Testing use cases to prove the value of a CDP
Working with the customer insights team helping find the best segments to test out at different levels of opportunity to provide the insights to understand what is possible. For each test need to identify and put into a plan:
- Map out all the tests that will take place including if multiple tests are required to validate
- The period required to run the test
- The reporting period to analyse the test
- The core KPI’s to monitor pre, during and after the test to understand the impact
For each use case it needs to be structured around:
- Outcome: What’s the desired outcome for the use case
- Stakeholders: Who will be most interested in the outcome of the use case
- KPI’s: What is the KPI to measure the outcome
Some of the potential tests use cases:
- Suppression of ads to customers who have purchased i.e., last 2 weeks
- Users who have added to basket but not bought at a certain value the last 3 days
- High value segment to improve retention rate
- Low value segment to improve purchase rate
The segments can be activated in multiple ways:
- Build segments in GA4 and activate in GMP
- Build segments in GA4 and activate in Facebook
- Export list of customers and import into i.e. Facebook, TikTok etc
At first run each of the tests separately to get a clean dataset for analysis, there may be an opportunity to run multiple tests at the same time once there is more confidence in the process and ability to split the segments and tests results for analysis.
How this helps:
- Testing of the use cases becomes a manual process; it’s likely to help understand the requirements and in turn it help grow the data maturity of the team
- Testing multiple use cases with different opportunities will provide insights on the business impact
- Understand the ROI impact for a CDP
- Understand what kind of CDP is required and the goals for the CDP
The goal is to get 3 solid use cases before proceeding to find the right CDP partner. In the plan there is an 18 month period for testing but till 3 solid use cases are not found the testing period will likely be extended.

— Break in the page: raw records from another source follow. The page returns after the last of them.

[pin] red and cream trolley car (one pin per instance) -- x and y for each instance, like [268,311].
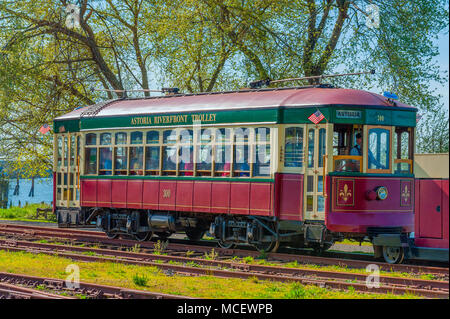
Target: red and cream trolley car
[248,166]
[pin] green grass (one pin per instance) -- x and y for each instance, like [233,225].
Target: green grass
[26,213]
[153,279]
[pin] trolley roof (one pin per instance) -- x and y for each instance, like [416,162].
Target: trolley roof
[263,105]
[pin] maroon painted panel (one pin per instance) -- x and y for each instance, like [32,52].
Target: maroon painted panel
[220,197]
[54,193]
[150,194]
[417,208]
[202,196]
[184,195]
[134,193]
[104,192]
[445,212]
[260,199]
[289,196]
[89,192]
[239,198]
[119,193]
[352,209]
[431,243]
[430,217]
[167,195]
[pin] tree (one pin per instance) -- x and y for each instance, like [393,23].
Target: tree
[49,62]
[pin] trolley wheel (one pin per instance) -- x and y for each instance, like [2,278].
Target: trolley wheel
[225,244]
[195,234]
[268,246]
[164,234]
[144,236]
[112,235]
[393,255]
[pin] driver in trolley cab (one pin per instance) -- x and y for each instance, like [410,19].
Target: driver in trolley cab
[357,151]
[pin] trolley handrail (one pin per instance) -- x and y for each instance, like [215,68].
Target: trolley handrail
[347,157]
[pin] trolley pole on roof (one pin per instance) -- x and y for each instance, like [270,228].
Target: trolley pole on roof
[167,91]
[259,83]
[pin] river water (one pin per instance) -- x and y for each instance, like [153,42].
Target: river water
[43,191]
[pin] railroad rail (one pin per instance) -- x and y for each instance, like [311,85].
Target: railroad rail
[328,279]
[92,291]
[25,231]
[10,291]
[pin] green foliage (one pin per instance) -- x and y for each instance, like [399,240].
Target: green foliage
[160,246]
[27,212]
[47,68]
[140,280]
[212,255]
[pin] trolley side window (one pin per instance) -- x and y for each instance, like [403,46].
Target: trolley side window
[169,153]
[204,152]
[261,152]
[403,150]
[152,153]
[186,153]
[105,164]
[241,155]
[91,161]
[90,154]
[347,153]
[222,158]
[378,149]
[293,145]
[120,154]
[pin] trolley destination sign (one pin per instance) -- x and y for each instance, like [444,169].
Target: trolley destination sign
[348,114]
[174,119]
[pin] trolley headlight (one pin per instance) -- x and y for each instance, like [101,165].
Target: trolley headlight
[381,193]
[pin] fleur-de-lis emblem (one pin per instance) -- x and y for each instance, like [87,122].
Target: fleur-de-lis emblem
[166,193]
[345,193]
[405,194]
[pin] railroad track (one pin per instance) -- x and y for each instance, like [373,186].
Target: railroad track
[10,291]
[18,286]
[25,231]
[220,268]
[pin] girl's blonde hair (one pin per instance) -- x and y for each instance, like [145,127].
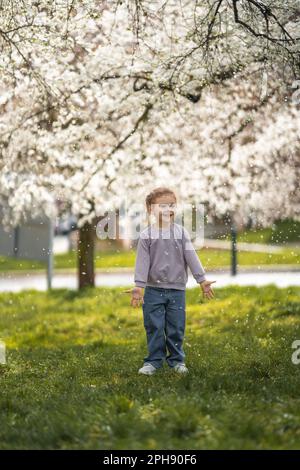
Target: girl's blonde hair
[155,193]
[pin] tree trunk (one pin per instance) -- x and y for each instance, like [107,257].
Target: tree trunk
[86,245]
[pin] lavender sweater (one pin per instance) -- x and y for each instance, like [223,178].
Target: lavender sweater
[163,256]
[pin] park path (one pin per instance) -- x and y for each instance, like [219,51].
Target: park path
[15,282]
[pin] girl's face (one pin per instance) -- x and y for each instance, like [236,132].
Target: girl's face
[164,208]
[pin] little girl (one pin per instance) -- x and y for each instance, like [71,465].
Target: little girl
[164,251]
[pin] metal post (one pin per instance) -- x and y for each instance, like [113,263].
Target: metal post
[50,255]
[233,249]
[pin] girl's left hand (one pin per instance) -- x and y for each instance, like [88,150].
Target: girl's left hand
[206,289]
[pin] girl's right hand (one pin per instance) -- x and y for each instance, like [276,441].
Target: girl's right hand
[136,296]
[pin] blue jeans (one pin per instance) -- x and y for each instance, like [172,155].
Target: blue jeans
[164,322]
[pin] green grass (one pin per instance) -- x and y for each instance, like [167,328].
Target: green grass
[71,379]
[210,258]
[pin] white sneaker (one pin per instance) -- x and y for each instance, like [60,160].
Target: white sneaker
[181,368]
[147,369]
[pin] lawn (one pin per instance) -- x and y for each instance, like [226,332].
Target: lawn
[210,259]
[71,379]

Finding the right CDP Partner
Finding the right CDP partner is very much dependent on delivering against the plan and having 3 solid use cases. It will also be very much dependent on the maturity of the business at the stage, the business and marketing needs will determine the right CDP partner. During the period there will be a lot of time and investment put into people, training and process which is a requirement in getting success out of the CDP.
Other considerations of the plan
Both very important, server side tag manager and identity resolution was not baked into the main plan as it was seen as more flexible but dependant on other implementations.
Server Side Tag Manager
With the current plan the goal should be to deploy server side tag manager around month 15 which is 1 year after the Shopify deployment, and any issues should be ironed out. In all likely this would be outsourced to an agency or vendor to set-up and manage for the short to medium term.
Identity Resolution
Is the identity resolution going to be managed by the CDP or the data warehouse? With the approach taken to the planning and implementation the data warehouse is likely the best solution. With Big Query the data warehouse the identity resolution is likely to be done with Neo4j. If it’s decided that the CDP can manage the identity resolution, then it would become one of the requirements when finding the right CDP to partner with. Assuming the plan is delivered in the timeframe the identity resolution should be looked at around month 18 post the deployment of the new CRM and by then the old CRM should be stored within Big Query.